As to the third factor (amount and substantiality used in relation to whole), the Second Circuit found that complete copying (such as Google’s actions for cataloguing purposes) was not a bar on the fair use defense. The court found important that even though Google copied the entire work, it did not offer the entire copied work to the public. “While Google makes an unauthorized digital copy of the entire book, it does not reveal that digital copy to the public. The copy is made to enable the search functions to reveal limited important information about the books.” (emphasis in original). The court found, as currently structured, Google’s snippet view did not offer a significantly competing substitute to the original copyrighted work. For example, the court noted Google limited views from its search results to one-eighth of a page and to no more than one out of every ten sequential pages. Importantly, the same snippets were shown regardless of how many times a search was run, so it was impossible to re-create an entire work. In fact, the plaintiffs were only able to reveal 16% of a book, which the court found was not a substantial amount and noted, “[e]ven if the search function revealed 100% of the words of the copyrighted book, this would be of little substantive value if the words were revealed in alphabetical order, or any order other than the order they follow in the original book.”

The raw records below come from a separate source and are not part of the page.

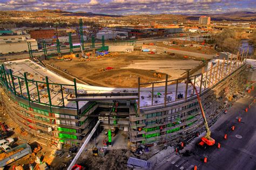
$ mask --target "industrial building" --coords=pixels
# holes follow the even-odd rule
[[[17,27],[15,24],[8,24],[8,23],[2,23],[0,24],[0,30],[6,29],[13,29]]]
[[[29,42],[30,42],[32,50],[38,49],[37,41],[31,39],[29,34],[0,36],[0,53],[28,51]]]
[[[199,17],[198,23],[200,25],[210,25],[211,24],[211,17],[201,16]]]
[[[194,88],[188,82],[195,84],[211,124],[233,95],[231,89],[226,93],[224,89],[242,87],[246,58],[243,53],[228,60],[213,60],[201,74],[188,72],[178,80],[166,77],[159,82],[164,86],[142,83],[139,78],[138,88],[77,83],[30,60],[6,62],[1,69],[2,100],[21,126],[56,143],[80,145],[99,119],[105,129],[127,132],[133,143],[177,143],[204,127]]]
[[[76,34],[71,34],[71,37],[77,37]],[[87,40],[87,37],[86,36],[83,36],[84,41]],[[62,36],[58,37],[59,42],[69,42],[69,36]]]
[[[31,31],[29,32],[31,38],[38,40],[39,39],[52,39],[55,34],[54,30],[39,30]]]
[[[97,33],[96,38],[102,39],[102,36],[104,36],[105,40],[116,38],[124,39],[128,37],[128,32],[114,30],[100,30]]]

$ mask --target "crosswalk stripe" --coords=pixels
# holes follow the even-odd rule
[[[176,158],[175,158],[175,159],[173,160],[173,161],[172,162],[171,162],[171,163],[172,164],[174,164],[178,161],[178,160],[179,160],[179,157],[176,157]]]
[[[177,164],[175,165],[176,167],[178,167],[180,166],[182,164],[183,164],[186,160],[183,159],[181,160],[179,162],[178,162]]]
[[[187,170],[191,170],[192,168],[194,167],[194,165],[191,165],[189,167],[188,167],[186,169]]]

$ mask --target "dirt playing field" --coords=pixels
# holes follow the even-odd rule
[[[178,45],[173,45],[173,46],[170,46],[167,45],[165,45],[163,43],[159,43],[158,46],[160,47],[166,47],[170,49],[183,50],[185,51],[188,51],[194,53],[198,53],[206,54],[215,54],[217,53],[213,48],[211,48],[208,46],[205,46],[201,45],[193,44],[193,46],[190,46],[190,44],[186,44],[187,47],[182,47]]]
[[[98,59],[90,56],[89,61],[80,61],[79,59],[64,61],[51,58],[43,62],[91,85],[125,88],[137,87],[138,77],[142,83],[163,81],[165,74],[172,79],[177,79],[185,69],[197,68],[201,63],[198,60],[166,54],[149,54],[140,51],[113,54],[113,56]],[[113,69],[107,70],[107,67]],[[100,69],[105,70],[100,72]],[[162,77],[154,77],[156,72],[160,73]]]

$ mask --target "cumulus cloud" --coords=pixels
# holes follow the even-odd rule
[[[119,15],[129,13],[196,13],[254,11],[254,0],[8,0],[0,10],[60,9]],[[248,4],[246,6],[244,4]]]

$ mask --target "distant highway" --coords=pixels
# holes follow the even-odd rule
[[[200,37],[201,36],[207,36],[207,35],[212,35],[214,34],[214,33],[204,33],[204,34],[200,34],[198,35],[193,35],[193,36],[173,36],[173,37],[158,37],[158,38],[152,38],[150,39],[140,39],[138,40],[136,40],[136,45],[142,45],[144,43],[145,44],[147,44],[147,43],[150,43],[150,42],[153,42],[153,43],[156,43],[158,42],[160,42],[160,41],[167,41],[171,39],[173,39],[174,38],[179,38],[179,37]],[[105,42],[105,45],[107,46],[108,45],[110,45],[111,43],[112,43],[112,42]],[[91,48],[91,43],[85,43],[85,49],[86,51],[91,51],[92,48]],[[102,44],[101,42],[97,42],[95,43],[95,48],[99,48],[102,47]],[[74,52],[78,52],[80,51],[79,48],[73,48],[73,51]],[[175,52],[174,52],[175,51]],[[182,55],[191,55],[187,53],[191,53],[191,52],[187,52],[186,51],[179,51],[179,50],[174,50],[172,52],[175,53],[178,53],[178,54],[180,54]],[[65,48],[65,49],[60,49],[60,51],[62,54],[64,53],[68,53],[70,52],[70,49],[69,48]],[[57,49],[55,50],[48,50],[47,51],[47,54],[48,55],[55,55],[57,54]],[[33,52],[33,56],[41,56],[42,55],[44,54],[43,52]],[[200,53],[198,53],[198,55],[201,55]],[[200,57],[203,57],[203,56],[200,56]],[[24,58],[29,58],[29,53],[21,53],[21,54],[10,54],[9,55],[4,55],[2,56],[0,56],[0,59],[1,58],[6,58],[8,60],[14,60],[14,59],[24,59]],[[208,58],[208,57],[205,57],[206,58]]]

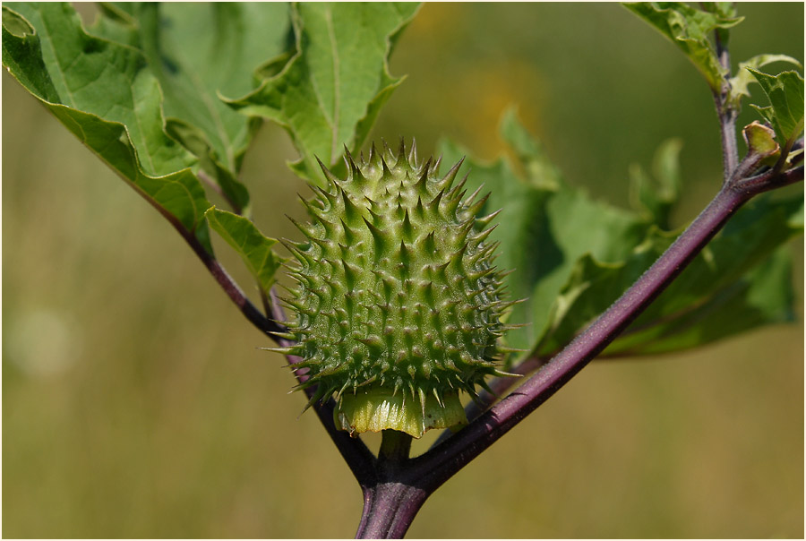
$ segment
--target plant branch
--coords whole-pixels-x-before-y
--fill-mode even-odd
[[[219,185],[219,183],[214,181],[212,177],[208,175],[203,169],[199,169],[199,172],[196,173],[196,176],[199,177],[199,180],[202,181],[208,186],[210,187],[216,193],[224,198],[224,201],[230,206],[232,211],[237,215],[242,215],[244,213],[244,209],[242,209],[239,205],[237,205],[232,198],[230,198],[227,193],[224,193],[224,190],[221,189],[221,186]]]
[[[412,461],[433,492],[543,404],[607,347],[754,195],[802,181],[802,167],[731,183],[663,255],[590,327],[519,389],[454,436]]]
[[[723,183],[727,184],[739,165],[739,150],[736,142],[736,117],[739,111],[728,101],[731,91],[731,56],[727,44],[723,40],[720,29],[714,31],[716,56],[725,71],[722,88],[714,90],[714,102],[719,117],[719,133],[722,139]]]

Finally, as to the fourth factor (effect on potential market), the court found that such limited available text (as described above, no more than 16% of a work) did not threaten the right holders with any significant harm to the value of their copyrights.
In finding all four factors favored a finding of fair use, the Second Circuit affirmed the lower court’s decision that Google did not infringe plaintiffs’ copyrights.
The court was not swayed by plaintiffs’ remaining arguments. First, it held that plaintiffs did not have derivative rights in Google’s application of search and snippet views. Derivative rights are typically works that simply represent the original such as translations, dramatizations or a motion picture version of a book. Second, the court held that Google made a sufficient showing that it did not expose plaintiffs’ works to hackers. The court noted the files were walled off from public access and were protected by the same “impressive security measures” Google used to guard its own confidential information. In fact, plaintiffs’ own expert remarked on the strength of Google’s security features. Finally, the court held that Google’s distribution of digital copies to participating libraries fell under fair use, as the libraries had the right to digitalize the works, so it was not infringement for them to contract with Google to do so.
In finding Google’s actions to be fair use, the Second Circuit has provided guidance to the scope of copyright protection in an increasingly digitalized world. While the Second Circuit noted a necessary case-by-case analysis and the numerous steps Google took to prevent full disclosure of an entire work, the decision likely will have implications in defining the scope of what is “transformative” and may have implications for other uses of “data mining” technologies.